Another factor might be doctors’ desire to look confident about their ability to select the best dose. I can easily imagine patients who wouldn’t notice any problems if they experienced what I experienced, and who would get annoyed if the initial dose had been too low, causing them to need an extra blood test and an extra interaction with a pharmacy.
Lastly, I wonder: is a key factor mainstream medicine’s focus on implementing whatever rules are backed by the most rigorous evidence?
We have a fair amount of evidence that our medical system makes mistakes like this. E.g. the odd insistence that second doses of COVID vaccines be given three weeks after the first, in spite of strong suspicions that prioritizing first doses when supplies were scarce would save lives.
Statin clinical trials are unlikely to find the minimum dose necessary for good results. As long as side effects are mild, drug companies are likely rewarded for erring on the side of high doses, since that’s more likely to produce evidence that the drug is effective.
Clinical trials tend to succeed based on lowering LDL levels (in which case stronger effects are assumed to be good, except where side effects are detected), or cardiovascular mortality (i.e. ignoring the possible trade-offs between cardiovascular deaths and deaths from other causes; the correlational evidence suggests that low cholesterol contributes to cancer).
These factors add up to clinical trial results that guide doctors to prescribe doses that err on the high side. And since there’s no funding source that is willing to generate more rigorous trials that would improve the dosing guidelines, that’s what a risk-averse doctor will follow.
Functional medicine providers are more willing to look at all the evidence, and do a little bit of extra reasoning.
P.S. My magnesium blood levels have been at the low end of normal for as long as I’ve been measuring them. CCFM suggested a bunch of tests that determined that I wasn’t absorbing magnesium very well, in spite of getting adequate amounts in my diet, and taking a bit more than the maximum recommended dose of supplements.

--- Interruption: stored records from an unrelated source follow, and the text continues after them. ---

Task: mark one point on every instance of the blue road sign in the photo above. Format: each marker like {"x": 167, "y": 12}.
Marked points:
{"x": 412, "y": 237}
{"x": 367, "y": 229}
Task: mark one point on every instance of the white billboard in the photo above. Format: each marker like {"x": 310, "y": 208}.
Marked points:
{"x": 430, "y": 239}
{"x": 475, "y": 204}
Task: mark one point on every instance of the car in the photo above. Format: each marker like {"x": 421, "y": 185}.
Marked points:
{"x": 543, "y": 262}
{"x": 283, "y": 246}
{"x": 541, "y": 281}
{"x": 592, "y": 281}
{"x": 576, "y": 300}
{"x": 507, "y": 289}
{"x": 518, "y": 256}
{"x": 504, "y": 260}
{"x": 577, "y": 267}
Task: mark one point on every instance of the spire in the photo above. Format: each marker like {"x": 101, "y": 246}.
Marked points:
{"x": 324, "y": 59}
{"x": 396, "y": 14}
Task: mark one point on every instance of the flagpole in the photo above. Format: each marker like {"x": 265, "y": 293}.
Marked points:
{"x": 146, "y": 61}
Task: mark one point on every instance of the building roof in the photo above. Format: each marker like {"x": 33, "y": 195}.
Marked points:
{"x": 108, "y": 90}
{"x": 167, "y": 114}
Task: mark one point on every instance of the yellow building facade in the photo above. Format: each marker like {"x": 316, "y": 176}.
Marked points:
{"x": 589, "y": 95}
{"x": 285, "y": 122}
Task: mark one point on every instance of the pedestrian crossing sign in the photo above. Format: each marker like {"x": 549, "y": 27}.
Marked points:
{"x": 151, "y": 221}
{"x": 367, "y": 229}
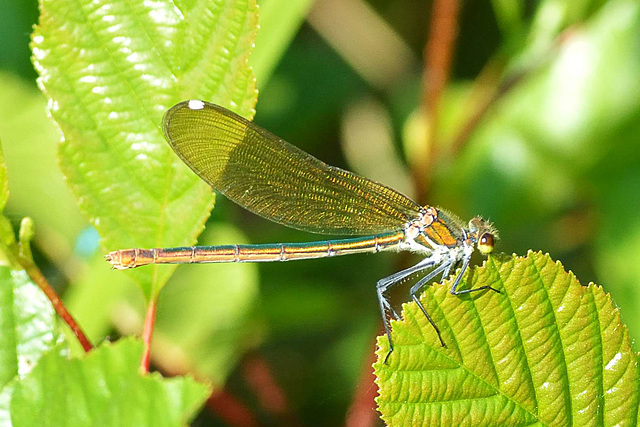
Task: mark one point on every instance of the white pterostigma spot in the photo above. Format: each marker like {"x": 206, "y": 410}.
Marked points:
{"x": 196, "y": 104}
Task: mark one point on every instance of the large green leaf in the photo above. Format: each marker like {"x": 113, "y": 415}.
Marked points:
{"x": 102, "y": 388}
{"x": 279, "y": 22}
{"x": 545, "y": 351}
{"x": 110, "y": 70}
{"x": 27, "y": 324}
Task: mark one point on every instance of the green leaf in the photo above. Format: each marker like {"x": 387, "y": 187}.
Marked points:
{"x": 110, "y": 70}
{"x": 36, "y": 182}
{"x": 4, "y": 181}
{"x": 103, "y": 388}
{"x": 28, "y": 329}
{"x": 28, "y": 324}
{"x": 279, "y": 22}
{"x": 545, "y": 351}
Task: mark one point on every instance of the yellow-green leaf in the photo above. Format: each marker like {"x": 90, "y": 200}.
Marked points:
{"x": 545, "y": 351}
{"x": 110, "y": 70}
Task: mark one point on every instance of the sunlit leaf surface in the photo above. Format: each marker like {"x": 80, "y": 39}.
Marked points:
{"x": 103, "y": 388}
{"x": 546, "y": 351}
{"x": 110, "y": 70}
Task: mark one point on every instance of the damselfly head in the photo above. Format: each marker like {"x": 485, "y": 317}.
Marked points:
{"x": 483, "y": 234}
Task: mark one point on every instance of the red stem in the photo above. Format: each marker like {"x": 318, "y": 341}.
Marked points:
{"x": 438, "y": 52}
{"x": 36, "y": 275}
{"x": 147, "y": 334}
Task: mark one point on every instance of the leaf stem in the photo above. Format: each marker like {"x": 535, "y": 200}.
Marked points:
{"x": 20, "y": 257}
{"x": 438, "y": 54}
{"x": 147, "y": 334}
{"x": 36, "y": 275}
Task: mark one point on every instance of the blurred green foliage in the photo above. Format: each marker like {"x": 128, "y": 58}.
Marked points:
{"x": 555, "y": 163}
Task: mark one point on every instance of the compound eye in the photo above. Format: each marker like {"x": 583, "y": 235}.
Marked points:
{"x": 486, "y": 243}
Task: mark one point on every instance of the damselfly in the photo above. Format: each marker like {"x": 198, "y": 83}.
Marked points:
{"x": 282, "y": 183}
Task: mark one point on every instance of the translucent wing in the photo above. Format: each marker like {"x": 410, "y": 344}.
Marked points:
{"x": 274, "y": 179}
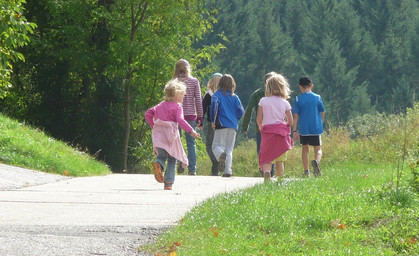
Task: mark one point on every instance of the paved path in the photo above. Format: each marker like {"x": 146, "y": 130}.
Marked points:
{"x": 102, "y": 215}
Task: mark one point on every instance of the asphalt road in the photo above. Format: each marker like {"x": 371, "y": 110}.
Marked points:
{"x": 45, "y": 214}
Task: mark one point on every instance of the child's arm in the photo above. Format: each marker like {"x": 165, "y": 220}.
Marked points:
{"x": 290, "y": 120}
{"x": 149, "y": 115}
{"x": 240, "y": 109}
{"x": 259, "y": 118}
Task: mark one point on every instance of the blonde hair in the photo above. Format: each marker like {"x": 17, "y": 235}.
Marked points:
{"x": 182, "y": 67}
{"x": 173, "y": 88}
{"x": 227, "y": 83}
{"x": 277, "y": 85}
{"x": 269, "y": 75}
{"x": 213, "y": 82}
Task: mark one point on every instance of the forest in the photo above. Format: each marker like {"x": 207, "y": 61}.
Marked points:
{"x": 85, "y": 71}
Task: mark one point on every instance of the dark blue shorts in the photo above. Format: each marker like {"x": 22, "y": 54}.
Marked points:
{"x": 315, "y": 140}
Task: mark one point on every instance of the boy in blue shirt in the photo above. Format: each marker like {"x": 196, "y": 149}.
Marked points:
{"x": 308, "y": 113}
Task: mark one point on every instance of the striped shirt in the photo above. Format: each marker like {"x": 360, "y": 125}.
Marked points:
{"x": 192, "y": 102}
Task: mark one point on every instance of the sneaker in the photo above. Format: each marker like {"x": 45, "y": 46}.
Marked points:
{"x": 316, "y": 168}
{"x": 267, "y": 177}
{"x": 222, "y": 162}
{"x": 167, "y": 186}
{"x": 158, "y": 175}
{"x": 180, "y": 168}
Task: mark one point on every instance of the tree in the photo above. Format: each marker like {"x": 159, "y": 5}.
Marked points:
{"x": 149, "y": 37}
{"x": 14, "y": 31}
{"x": 334, "y": 81}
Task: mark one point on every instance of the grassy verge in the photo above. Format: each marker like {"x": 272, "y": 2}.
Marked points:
{"x": 21, "y": 145}
{"x": 366, "y": 202}
{"x": 350, "y": 210}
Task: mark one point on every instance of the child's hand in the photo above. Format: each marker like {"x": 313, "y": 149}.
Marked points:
{"x": 195, "y": 134}
{"x": 295, "y": 136}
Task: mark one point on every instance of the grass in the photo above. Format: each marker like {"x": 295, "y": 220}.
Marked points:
{"x": 346, "y": 211}
{"x": 24, "y": 146}
{"x": 355, "y": 208}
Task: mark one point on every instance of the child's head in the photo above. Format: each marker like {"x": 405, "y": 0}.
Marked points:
{"x": 305, "y": 81}
{"x": 182, "y": 68}
{"x": 213, "y": 82}
{"x": 269, "y": 75}
{"x": 277, "y": 85}
{"x": 227, "y": 83}
{"x": 174, "y": 90}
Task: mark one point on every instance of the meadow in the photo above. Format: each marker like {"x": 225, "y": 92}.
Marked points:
{"x": 28, "y": 147}
{"x": 365, "y": 203}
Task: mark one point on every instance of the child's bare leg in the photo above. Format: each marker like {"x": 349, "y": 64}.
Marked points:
{"x": 318, "y": 153}
{"x": 304, "y": 156}
{"x": 267, "y": 171}
{"x": 279, "y": 168}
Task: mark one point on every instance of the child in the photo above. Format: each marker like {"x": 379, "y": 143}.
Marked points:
{"x": 206, "y": 103}
{"x": 164, "y": 119}
{"x": 192, "y": 109}
{"x": 253, "y": 105}
{"x": 225, "y": 112}
{"x": 274, "y": 120}
{"x": 308, "y": 111}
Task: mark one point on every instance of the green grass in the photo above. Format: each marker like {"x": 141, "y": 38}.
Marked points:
{"x": 366, "y": 202}
{"x": 347, "y": 211}
{"x": 22, "y": 145}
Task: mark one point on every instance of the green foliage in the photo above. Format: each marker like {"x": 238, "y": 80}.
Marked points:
{"x": 14, "y": 31}
{"x": 21, "y": 145}
{"x": 414, "y": 167}
{"x": 345, "y": 210}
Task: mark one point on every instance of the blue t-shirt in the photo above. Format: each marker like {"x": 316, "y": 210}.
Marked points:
{"x": 308, "y": 106}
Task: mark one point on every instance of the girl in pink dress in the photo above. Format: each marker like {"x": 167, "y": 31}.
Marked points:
{"x": 274, "y": 120}
{"x": 164, "y": 119}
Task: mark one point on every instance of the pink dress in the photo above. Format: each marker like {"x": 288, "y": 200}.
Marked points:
{"x": 275, "y": 133}
{"x": 164, "y": 119}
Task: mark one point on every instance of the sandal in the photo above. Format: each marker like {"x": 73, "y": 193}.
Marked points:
{"x": 158, "y": 175}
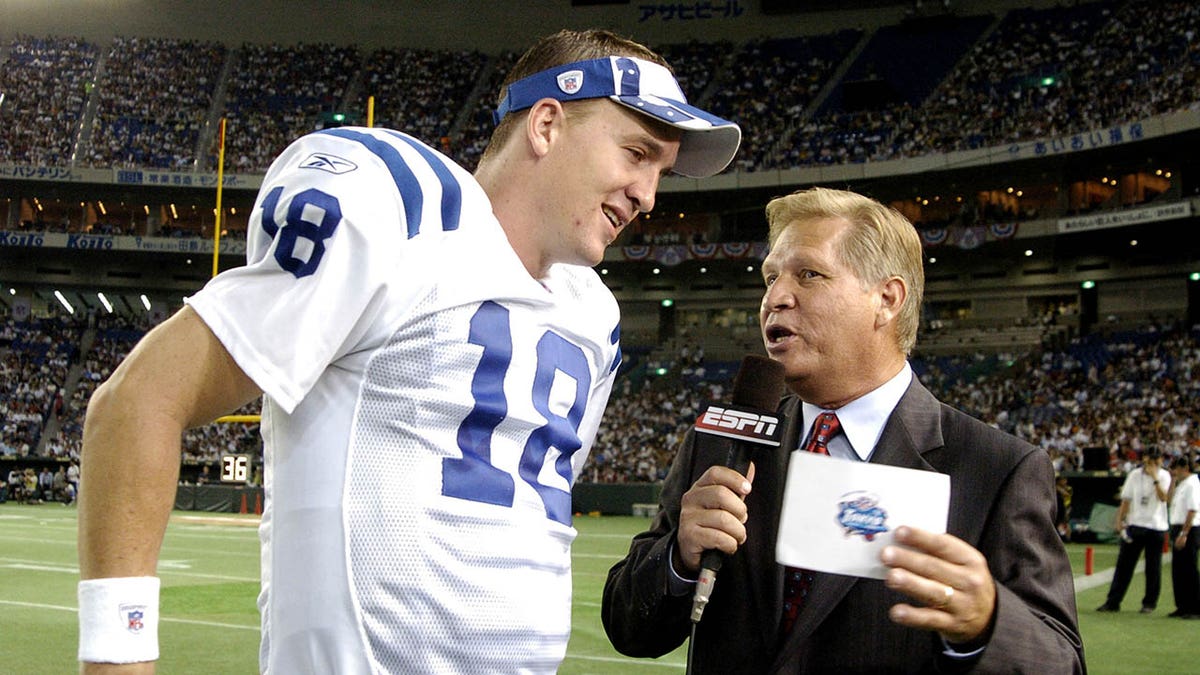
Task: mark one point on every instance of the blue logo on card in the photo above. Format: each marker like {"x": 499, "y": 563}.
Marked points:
{"x": 859, "y": 513}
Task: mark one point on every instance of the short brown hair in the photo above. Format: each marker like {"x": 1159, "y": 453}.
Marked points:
{"x": 882, "y": 243}
{"x": 564, "y": 47}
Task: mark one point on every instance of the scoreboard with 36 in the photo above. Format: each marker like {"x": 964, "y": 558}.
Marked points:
{"x": 234, "y": 469}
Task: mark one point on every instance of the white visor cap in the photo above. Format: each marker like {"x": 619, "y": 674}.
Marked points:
{"x": 708, "y": 142}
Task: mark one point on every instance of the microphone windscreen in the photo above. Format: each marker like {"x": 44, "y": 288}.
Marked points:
{"x": 759, "y": 383}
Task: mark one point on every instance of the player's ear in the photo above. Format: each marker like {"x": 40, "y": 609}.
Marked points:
{"x": 544, "y": 125}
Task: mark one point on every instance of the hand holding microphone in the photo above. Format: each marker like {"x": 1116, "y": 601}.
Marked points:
{"x": 730, "y": 434}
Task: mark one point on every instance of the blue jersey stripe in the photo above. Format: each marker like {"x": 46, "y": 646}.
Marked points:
{"x": 406, "y": 180}
{"x": 451, "y": 192}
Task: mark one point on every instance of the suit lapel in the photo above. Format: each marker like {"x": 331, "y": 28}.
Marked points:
{"x": 912, "y": 429}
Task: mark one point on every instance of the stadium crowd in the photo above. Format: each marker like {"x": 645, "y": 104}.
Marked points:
{"x": 1026, "y": 75}
{"x": 1121, "y": 390}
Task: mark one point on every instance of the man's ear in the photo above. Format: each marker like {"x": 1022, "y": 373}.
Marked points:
{"x": 544, "y": 125}
{"x": 892, "y": 298}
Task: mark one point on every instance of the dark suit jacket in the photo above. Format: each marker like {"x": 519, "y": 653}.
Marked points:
{"x": 1002, "y": 502}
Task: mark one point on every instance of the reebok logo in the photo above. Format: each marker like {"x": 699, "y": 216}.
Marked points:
{"x": 331, "y": 163}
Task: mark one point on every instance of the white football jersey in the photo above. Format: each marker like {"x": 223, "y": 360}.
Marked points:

They gave me advice for better absorption, most importantly to cut down on the phytic acid that I get from seeds. I did that by replacing many of the nuts I eat with sprouted versions of those nuts. My magnesium levels are more normal now. I think it has improved my sleep, and lowered my heart rate (from the mid 50s to the upper 40s – that’s low enough that it’s hard to say whether the lower rate is better).
Added 2023-06-27: I got some feedback suggesting that Kaiser did a better job because the CCFM treatments were worthless.
I’m adding this to clarify that my primary purpose in seeking those treatments was to deal with fatigue. I have more energy now than before those treatments. My energy expenditure on hikes has increased from around 1400 to 1800 calories per week. That exercise is now limited mainly by available time, whereas before seeing CCFM it was limited more by my available energy. I’m guessing that the CCFM treatments explain at least half of that change.
I considered high cholesterol to be a minor issue that deserved lower priority than fatigue.
Your story doesn’t make it clear when you were going to CCFM vs when you were going to Kaiser, or why you went to both for the same problem.
I started on 10mg rosuvastatin a little over a year ago. My ApoB had been steadily climbing until it reached 149, when I pretty much had to force my anti-aging doctor to prescribe, since he is sort of anti-statin. Last measurement was 85.
I may decide now to increase it to 15 or 20mg/day. I have experienced no noticeable side effects, so as far as I’m concerned it’s a very beneficial drug.